Alan Lockwood: No, I don’t think we’re ever going to forget it. It’s etched indelibly in the memories of people all over the world, just like Chernobyl and Three Mile Island. Hopefully, the dispersion of radionuclides around the plant is such that there won’t be anything like a dead zone that surrounded the Chernobyl reactor, and it’ll be more like the Three Mile Island incident, where very shortly after the release of Iodine-131, radiation levels returned back to those that were indistinguishable from normal background levels, and there will be no additional risk to people who move about in those areas. I think it’s likely that they’re going to have to entomb those reactors in something like the sarcophagus that was constructed over the Chernobyl reactor.
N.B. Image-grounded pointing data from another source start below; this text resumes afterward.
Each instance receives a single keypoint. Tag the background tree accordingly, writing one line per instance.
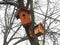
(47, 12)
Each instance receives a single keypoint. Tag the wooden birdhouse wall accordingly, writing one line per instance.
(24, 15)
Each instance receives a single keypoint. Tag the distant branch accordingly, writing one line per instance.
(10, 3)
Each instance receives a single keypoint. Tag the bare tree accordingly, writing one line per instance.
(49, 12)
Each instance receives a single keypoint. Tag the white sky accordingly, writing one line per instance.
(37, 21)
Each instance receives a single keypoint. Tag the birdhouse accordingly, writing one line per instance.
(39, 29)
(24, 16)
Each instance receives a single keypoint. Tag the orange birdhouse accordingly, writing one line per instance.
(39, 29)
(24, 15)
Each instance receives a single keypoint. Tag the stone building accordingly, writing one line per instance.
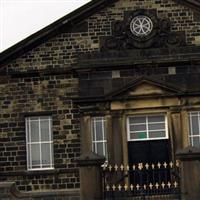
(119, 78)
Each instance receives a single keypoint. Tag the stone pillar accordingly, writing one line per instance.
(90, 176)
(190, 173)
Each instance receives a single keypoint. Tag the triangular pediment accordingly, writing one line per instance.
(144, 88)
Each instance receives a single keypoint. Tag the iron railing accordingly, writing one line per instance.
(141, 180)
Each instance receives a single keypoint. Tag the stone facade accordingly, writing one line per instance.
(44, 81)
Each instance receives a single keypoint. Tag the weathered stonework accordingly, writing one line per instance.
(48, 79)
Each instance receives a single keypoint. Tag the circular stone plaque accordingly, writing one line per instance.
(141, 26)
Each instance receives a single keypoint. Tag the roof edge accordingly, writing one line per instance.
(51, 30)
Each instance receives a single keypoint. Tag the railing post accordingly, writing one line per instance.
(90, 176)
(190, 167)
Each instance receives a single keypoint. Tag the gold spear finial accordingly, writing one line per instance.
(137, 187)
(150, 186)
(114, 187)
(119, 187)
(125, 187)
(165, 165)
(169, 185)
(107, 187)
(131, 186)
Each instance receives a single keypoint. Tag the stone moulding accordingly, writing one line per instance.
(8, 190)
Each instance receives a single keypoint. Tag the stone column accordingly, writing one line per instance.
(190, 173)
(90, 176)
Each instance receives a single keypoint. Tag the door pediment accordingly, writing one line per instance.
(144, 88)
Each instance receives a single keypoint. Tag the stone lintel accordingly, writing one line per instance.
(90, 159)
(189, 153)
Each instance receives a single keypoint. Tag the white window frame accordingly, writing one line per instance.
(39, 119)
(147, 139)
(104, 138)
(191, 135)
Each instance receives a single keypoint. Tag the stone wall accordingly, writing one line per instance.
(40, 82)
(44, 95)
(8, 191)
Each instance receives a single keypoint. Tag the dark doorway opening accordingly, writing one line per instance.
(149, 158)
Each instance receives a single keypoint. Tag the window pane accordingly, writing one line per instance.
(45, 132)
(157, 126)
(157, 134)
(196, 141)
(34, 131)
(137, 120)
(141, 135)
(35, 154)
(100, 149)
(45, 154)
(141, 127)
(99, 130)
(157, 118)
(195, 126)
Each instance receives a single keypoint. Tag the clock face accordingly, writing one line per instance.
(141, 26)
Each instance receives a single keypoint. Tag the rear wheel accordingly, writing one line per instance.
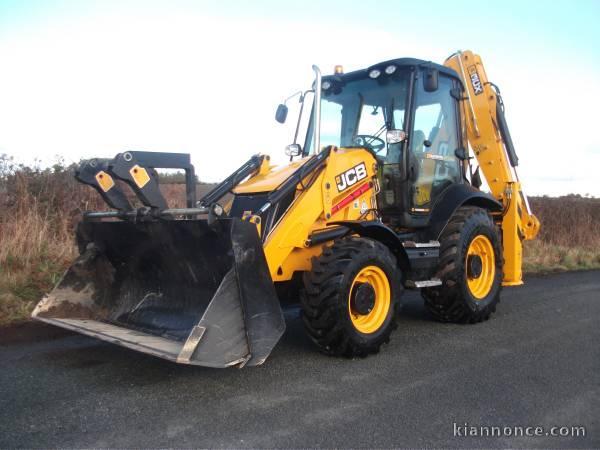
(350, 298)
(470, 269)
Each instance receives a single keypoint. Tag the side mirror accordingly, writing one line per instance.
(430, 80)
(281, 113)
(395, 136)
(293, 150)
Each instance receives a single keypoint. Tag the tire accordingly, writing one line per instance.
(469, 293)
(336, 297)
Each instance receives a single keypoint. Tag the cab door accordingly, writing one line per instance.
(434, 139)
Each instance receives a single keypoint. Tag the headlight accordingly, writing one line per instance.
(374, 73)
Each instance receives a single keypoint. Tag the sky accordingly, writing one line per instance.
(81, 79)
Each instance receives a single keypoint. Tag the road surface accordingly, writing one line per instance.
(535, 363)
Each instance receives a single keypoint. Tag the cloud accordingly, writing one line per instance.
(181, 81)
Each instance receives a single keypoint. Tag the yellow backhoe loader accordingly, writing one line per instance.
(382, 194)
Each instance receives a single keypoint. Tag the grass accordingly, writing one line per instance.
(39, 209)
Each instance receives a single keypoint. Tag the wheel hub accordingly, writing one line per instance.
(362, 300)
(474, 266)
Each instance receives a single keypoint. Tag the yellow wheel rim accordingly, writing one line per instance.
(480, 277)
(371, 321)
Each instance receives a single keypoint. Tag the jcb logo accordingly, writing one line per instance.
(351, 176)
(475, 81)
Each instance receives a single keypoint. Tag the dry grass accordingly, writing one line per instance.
(39, 210)
(569, 238)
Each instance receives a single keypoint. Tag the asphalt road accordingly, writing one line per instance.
(536, 363)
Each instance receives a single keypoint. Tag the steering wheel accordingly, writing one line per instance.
(371, 142)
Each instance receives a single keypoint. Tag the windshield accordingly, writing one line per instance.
(359, 112)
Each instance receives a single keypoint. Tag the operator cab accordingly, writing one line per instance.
(405, 112)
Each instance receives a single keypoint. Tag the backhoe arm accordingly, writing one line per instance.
(490, 140)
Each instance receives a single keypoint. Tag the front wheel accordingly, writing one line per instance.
(470, 269)
(351, 297)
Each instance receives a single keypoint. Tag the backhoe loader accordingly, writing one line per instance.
(382, 192)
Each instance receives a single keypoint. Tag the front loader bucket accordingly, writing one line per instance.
(177, 289)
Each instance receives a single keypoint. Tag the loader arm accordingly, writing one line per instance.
(490, 140)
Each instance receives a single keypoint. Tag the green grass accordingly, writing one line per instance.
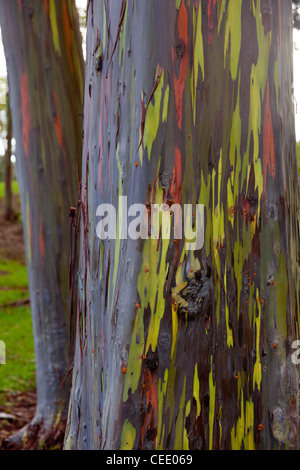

Robert Scheer: Let me ask you a final question. The physicists and other scientists who worked on nuclear weapons—Hans Bethe, I remember in particular, I interviewed him—they believed in peaceful use of nuclear power. Maybe it was to assuage their guilt at making these weapons, or maybe they just thought it was a good thing. What is your own feeling? Is there a future, or should we abandon these efforts, or can they be made safe?
Alan Lockwood: I don’t think you can ever make everything completely safe. The engineers who designed the power plants in Japan thought they were safe and capable of resisting earthquakes and tsunamis, but that turned out not to be the case. I think that sort of a combination of public pressure, that “not in my backyard” aspect of things combined with the enormous costs that will be associated with the construction of nuclear reactors, will make them financially impractical to construct in the future, even if you were willing to ignore the risk. And the risk is always going to be there. The only reactor that will never create a health-related incident is the reactor that’s never built. I think what we need to be doing is looking for safe, renewable, alternate forms of energy.
Peter Scheer: Well, that’s a good note to end on. Thank you so much for joining us, Dr. Alan Lockwood.
Robert Scheer: Thank you.
Alan Lockwood: My pleasure. Thanks for having me.
Peter Scheer: Dr. Alan Lockwood is a professor of nuclear medicine and neurology at the University of Buffalo and a member of Physicians for Social Responsibility.
Peter Scheer: You’re listening to Truthdig Radio on 90.7 KPFK.
Kasia Anderson: This is Kasia Anderson. I’m associate editor at Truthdig, and I’m here with Dr. Marcia Dawkins, Ph.D. She is a visiting scholar at Brown. She writes on the topics of race, gender and identity, and she’s also the author of the upcoming book “Things Said in Passing.” How’re you doing, Dr. Dawkins?
Marcia Dawkins: I’m fine, how are you?
Kasia Anderson: I’m doing great. And I’m very happy to talk about this topic, because it’s very timely, and it’s also of interest to me. And today we’re talking about your most recent column for Truthdig, called “The Rise of Mad Masculinity.” And do you want to kind of set the stage about your argument in that piece?
Marcia Dawkins: Sure. You know, I just started looking around; I found myself surrounded by the Chris Brown incident, Charlie Sheen, things going on in other parts of the world. And as I was putting my thoughts together, I flipped by E! Entertainment channel and saw this thing with Kirstie Alley being called a pig; then I…
Kasia Anderson: By George Lopez, yeah.
Marcia Dawkins: Yes, with George Lopez. And then I went online and saw that David Prosser had called one of his colleagues out. And I just said, you know, something is really going on here, and I want to dig deeper and find out more about what that is. So that’s what I tried to do in the post; I tried to call attention to what I’m seeing as a rise in mad masculinity, and then get us to think about why it’s happening and what we can do about it.